Apply eviction before completing activation #466

cretz · 2024-02-01T21:39:33Z

What was changed

Today if we receive an activation with a cache-remove job, we complete the activation in core and then remove the workflow from cache. That's bad. There is the potential for a rare bug where:

Python receives activation
Activation takes too long causing server-side task timeout causing server to send new task which core buffers while current activation is in flight
Already-timed-out-server-side activation completion is sent to core
Core sends eviction activation and Python sends activation completion before removing from cache
Core sends the buffered task to run from beginning, but it reuses cache from old eviction activation because the eviction code wasn't reached just yet

This moves eviction processing to before activation completion.
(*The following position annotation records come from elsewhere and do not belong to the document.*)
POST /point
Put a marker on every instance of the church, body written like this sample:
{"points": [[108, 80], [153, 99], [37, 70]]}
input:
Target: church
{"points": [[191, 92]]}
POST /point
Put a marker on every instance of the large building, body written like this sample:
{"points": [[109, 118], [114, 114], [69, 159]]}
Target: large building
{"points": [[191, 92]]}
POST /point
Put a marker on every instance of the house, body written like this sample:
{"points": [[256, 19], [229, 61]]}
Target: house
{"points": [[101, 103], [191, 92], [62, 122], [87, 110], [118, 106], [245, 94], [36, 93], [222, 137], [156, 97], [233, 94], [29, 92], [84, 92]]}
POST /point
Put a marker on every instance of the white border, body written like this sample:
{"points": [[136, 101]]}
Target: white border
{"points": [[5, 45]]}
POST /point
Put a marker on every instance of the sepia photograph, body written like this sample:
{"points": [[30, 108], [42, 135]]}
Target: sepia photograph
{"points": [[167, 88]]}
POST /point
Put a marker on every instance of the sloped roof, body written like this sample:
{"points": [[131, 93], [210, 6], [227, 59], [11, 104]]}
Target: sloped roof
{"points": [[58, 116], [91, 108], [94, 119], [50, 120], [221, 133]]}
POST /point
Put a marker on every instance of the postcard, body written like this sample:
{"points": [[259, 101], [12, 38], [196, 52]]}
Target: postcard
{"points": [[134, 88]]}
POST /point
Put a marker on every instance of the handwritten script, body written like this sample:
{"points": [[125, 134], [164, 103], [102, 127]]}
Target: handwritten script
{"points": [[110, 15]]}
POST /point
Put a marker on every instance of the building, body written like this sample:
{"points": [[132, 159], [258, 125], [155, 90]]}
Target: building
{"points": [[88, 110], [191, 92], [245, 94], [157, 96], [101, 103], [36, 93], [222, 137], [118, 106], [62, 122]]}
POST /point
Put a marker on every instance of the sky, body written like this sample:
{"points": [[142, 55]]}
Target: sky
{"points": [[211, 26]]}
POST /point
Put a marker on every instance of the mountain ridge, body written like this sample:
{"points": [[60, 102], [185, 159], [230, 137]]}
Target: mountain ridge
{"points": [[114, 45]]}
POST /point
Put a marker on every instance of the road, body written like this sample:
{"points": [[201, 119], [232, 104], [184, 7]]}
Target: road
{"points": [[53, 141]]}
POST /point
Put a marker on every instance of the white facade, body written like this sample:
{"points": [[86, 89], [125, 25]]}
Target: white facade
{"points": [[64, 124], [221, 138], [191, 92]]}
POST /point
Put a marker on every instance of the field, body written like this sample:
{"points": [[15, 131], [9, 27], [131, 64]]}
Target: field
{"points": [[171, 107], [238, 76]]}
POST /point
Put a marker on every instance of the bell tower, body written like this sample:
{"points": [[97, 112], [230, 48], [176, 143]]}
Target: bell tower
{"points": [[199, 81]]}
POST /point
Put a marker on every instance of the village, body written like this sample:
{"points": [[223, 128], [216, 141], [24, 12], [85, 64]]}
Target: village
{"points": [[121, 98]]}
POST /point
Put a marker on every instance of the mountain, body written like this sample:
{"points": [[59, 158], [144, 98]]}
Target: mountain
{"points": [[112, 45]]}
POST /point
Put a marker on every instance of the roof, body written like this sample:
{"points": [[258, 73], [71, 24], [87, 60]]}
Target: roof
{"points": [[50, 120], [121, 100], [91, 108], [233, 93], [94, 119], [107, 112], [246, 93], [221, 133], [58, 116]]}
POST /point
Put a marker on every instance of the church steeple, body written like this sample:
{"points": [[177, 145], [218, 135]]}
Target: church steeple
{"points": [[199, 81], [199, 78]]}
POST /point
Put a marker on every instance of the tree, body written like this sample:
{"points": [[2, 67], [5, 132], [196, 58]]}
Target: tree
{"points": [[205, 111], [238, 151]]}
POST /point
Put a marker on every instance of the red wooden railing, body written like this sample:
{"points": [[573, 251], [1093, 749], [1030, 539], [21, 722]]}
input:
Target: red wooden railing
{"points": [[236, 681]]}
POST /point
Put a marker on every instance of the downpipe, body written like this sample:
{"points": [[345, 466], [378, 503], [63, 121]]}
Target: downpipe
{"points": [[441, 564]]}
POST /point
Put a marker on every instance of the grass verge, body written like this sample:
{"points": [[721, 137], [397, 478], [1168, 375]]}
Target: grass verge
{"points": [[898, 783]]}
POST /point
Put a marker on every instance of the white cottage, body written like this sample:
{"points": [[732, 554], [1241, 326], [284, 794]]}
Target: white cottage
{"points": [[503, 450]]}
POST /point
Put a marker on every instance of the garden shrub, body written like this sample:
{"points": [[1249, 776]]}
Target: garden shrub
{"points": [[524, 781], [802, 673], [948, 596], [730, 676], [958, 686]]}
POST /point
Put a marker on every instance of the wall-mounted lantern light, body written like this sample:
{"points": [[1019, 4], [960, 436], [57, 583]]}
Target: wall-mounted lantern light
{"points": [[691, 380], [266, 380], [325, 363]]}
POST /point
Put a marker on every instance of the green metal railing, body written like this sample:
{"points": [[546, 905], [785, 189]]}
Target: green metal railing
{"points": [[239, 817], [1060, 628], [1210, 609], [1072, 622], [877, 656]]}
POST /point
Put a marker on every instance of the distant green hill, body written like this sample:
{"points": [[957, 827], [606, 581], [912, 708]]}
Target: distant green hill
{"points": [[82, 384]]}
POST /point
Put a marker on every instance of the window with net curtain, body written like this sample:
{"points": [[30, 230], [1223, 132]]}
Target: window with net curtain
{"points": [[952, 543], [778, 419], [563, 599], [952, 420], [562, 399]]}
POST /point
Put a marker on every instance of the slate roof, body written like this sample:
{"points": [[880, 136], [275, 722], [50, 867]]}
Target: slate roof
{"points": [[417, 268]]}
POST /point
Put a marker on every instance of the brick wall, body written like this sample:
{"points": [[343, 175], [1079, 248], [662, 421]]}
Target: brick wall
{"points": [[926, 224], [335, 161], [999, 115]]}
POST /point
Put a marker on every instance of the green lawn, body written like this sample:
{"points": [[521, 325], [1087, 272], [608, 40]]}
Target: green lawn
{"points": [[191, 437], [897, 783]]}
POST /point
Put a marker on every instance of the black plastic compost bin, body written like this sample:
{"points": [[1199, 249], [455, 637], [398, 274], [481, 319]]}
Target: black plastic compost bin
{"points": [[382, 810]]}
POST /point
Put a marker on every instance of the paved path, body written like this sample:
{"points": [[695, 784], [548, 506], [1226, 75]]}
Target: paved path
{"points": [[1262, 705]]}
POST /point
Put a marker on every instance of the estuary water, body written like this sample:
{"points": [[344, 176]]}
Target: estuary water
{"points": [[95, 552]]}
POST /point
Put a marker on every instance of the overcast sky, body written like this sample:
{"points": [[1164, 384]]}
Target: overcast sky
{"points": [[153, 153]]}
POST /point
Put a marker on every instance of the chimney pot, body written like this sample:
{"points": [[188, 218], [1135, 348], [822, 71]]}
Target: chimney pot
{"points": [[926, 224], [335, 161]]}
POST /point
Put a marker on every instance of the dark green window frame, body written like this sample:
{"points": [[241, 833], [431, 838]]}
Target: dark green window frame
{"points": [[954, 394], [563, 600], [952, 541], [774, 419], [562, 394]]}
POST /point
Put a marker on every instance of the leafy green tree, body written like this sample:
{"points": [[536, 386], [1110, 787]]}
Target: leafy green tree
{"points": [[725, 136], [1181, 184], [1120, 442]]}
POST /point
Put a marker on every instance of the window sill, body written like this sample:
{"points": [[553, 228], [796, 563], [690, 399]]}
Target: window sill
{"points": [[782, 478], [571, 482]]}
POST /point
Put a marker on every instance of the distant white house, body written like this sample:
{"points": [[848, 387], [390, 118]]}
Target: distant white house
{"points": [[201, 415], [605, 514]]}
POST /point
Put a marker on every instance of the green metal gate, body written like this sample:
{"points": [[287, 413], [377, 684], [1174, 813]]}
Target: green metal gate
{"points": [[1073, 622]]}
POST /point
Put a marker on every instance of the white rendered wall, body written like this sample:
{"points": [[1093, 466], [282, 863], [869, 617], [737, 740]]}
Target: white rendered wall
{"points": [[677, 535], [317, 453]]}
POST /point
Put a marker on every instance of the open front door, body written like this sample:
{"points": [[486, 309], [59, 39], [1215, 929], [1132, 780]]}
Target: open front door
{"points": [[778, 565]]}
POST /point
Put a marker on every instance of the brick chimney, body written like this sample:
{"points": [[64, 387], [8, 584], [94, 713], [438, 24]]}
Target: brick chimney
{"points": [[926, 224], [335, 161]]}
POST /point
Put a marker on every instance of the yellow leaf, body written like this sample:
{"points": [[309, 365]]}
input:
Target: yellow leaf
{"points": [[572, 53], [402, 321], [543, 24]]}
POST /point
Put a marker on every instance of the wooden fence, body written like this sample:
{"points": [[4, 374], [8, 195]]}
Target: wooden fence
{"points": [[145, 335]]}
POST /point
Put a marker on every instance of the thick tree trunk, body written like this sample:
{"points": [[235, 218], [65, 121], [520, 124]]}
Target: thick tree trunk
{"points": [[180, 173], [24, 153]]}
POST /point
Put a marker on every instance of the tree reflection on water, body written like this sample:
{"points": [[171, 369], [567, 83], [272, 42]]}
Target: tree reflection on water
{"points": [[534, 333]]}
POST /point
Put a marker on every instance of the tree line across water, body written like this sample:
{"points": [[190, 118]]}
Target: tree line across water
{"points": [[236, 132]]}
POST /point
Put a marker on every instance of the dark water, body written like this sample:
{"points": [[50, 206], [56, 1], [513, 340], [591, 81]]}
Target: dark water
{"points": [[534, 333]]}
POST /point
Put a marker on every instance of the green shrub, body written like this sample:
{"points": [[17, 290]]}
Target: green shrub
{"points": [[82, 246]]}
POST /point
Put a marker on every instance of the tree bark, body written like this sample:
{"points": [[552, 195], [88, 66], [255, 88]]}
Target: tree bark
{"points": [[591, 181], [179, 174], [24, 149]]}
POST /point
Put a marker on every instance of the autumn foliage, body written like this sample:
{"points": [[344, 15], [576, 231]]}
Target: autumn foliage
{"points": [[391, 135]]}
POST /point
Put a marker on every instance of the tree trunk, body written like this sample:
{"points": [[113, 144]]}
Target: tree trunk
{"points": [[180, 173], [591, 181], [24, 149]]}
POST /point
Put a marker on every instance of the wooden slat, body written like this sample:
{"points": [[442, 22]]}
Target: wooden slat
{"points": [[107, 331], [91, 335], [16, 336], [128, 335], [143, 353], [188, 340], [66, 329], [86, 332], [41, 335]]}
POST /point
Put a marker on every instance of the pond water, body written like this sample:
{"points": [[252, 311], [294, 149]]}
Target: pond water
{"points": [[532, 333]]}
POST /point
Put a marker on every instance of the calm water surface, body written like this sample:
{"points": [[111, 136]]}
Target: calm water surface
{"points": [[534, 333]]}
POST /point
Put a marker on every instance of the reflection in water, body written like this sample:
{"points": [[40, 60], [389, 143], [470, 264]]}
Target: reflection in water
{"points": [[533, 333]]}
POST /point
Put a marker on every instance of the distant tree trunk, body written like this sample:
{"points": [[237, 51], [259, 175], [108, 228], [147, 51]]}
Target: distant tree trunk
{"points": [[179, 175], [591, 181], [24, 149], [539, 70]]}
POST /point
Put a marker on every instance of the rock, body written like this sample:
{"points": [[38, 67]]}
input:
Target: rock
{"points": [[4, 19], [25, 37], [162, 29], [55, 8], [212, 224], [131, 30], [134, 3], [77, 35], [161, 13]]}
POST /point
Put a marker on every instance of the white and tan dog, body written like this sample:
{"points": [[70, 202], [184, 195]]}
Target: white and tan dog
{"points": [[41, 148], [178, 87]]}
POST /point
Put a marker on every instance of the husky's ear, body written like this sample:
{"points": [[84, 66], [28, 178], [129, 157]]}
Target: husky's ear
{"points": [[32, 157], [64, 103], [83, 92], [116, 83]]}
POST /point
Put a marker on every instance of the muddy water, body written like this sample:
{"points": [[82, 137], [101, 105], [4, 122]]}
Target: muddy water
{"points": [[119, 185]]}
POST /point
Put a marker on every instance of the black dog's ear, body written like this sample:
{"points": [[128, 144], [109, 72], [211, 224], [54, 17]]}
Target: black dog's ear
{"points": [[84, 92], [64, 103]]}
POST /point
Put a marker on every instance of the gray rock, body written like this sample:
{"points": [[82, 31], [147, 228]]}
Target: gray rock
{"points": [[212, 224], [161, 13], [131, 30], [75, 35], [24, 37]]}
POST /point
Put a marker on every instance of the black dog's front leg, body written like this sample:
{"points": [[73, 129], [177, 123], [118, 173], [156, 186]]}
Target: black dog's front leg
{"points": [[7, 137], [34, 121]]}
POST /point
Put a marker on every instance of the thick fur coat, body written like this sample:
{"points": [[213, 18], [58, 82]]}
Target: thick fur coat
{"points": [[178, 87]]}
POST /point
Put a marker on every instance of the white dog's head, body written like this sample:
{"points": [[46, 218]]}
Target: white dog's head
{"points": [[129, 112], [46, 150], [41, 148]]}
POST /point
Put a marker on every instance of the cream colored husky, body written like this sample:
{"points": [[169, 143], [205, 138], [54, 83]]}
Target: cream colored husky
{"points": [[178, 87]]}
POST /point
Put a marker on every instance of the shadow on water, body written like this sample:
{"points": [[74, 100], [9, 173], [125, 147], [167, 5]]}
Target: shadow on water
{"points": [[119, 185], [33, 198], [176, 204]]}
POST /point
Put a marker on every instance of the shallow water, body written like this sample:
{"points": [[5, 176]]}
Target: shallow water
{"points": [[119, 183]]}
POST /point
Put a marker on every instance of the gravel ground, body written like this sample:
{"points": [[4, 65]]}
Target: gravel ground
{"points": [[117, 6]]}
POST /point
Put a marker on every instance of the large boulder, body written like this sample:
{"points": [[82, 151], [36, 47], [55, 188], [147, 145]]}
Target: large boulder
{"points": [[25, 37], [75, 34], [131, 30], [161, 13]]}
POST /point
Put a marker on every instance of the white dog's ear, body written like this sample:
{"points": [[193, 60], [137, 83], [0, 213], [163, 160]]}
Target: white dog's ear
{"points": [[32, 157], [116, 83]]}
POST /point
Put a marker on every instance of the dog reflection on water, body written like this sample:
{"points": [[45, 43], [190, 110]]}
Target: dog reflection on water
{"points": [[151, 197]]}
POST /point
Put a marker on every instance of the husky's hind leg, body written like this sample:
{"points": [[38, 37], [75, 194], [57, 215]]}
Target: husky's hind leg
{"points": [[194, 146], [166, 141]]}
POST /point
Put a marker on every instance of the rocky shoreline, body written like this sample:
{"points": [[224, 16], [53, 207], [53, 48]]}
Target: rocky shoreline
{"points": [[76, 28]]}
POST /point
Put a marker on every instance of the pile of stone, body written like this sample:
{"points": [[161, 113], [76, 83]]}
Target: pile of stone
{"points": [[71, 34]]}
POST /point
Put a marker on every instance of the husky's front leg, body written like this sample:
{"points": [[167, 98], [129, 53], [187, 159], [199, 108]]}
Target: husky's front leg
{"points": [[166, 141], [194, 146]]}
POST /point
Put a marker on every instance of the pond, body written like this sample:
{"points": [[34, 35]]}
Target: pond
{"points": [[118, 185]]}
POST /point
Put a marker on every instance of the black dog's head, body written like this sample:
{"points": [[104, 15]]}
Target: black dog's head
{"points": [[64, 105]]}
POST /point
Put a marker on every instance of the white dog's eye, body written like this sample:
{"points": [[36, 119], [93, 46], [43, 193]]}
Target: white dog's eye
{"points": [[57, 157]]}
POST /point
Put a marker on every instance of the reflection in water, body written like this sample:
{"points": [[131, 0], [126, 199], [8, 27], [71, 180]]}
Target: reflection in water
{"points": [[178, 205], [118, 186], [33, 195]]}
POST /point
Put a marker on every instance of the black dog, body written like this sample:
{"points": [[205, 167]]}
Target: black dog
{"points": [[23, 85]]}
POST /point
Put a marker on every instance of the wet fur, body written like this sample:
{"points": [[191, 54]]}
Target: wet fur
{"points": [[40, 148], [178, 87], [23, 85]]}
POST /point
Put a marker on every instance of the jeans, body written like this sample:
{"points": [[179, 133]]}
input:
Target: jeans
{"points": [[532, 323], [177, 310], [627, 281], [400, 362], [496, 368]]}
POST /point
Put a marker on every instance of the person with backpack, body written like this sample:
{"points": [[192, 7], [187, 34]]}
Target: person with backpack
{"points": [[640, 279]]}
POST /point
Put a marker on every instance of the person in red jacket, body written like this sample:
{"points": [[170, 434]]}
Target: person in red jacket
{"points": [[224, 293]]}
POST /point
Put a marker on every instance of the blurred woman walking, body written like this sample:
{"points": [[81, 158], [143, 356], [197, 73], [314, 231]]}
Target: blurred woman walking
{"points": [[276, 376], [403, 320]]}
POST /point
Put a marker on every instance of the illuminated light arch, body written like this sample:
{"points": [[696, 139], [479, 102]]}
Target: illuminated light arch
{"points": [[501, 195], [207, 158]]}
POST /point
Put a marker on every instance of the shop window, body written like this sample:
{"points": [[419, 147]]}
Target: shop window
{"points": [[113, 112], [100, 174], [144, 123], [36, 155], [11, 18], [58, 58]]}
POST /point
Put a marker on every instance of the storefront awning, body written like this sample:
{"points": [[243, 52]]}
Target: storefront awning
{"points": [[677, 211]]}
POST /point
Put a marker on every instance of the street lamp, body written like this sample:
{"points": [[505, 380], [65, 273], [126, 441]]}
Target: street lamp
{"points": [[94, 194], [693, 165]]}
Also, this adds optimizations to not yield to a codec handler on cache-eviction-only activations potentially saving cycles and improving performance for codec users. Also we now log a warning if an activation contains a start-workflow job but it's already in cache (should never happen).

There are no real tests beyond the current suite to confirm no regression since this is a simple order-of-operations change. We have struggled to reliably replicate in an integration sense, and patching/mocking core to inject this bug is too contrived to represent what could really happen.

Sushisource

Makes sense 👍

Sushisource · 2024-02-01T22:53:45Z

temporalio/worker/_workflow.py

+                    # This should never happen
+                    logger.warn("Cache already exists for activation with start job")


If you have a thing like dbg_assert! that will throw during tests but not during prod, I would definitely use that here.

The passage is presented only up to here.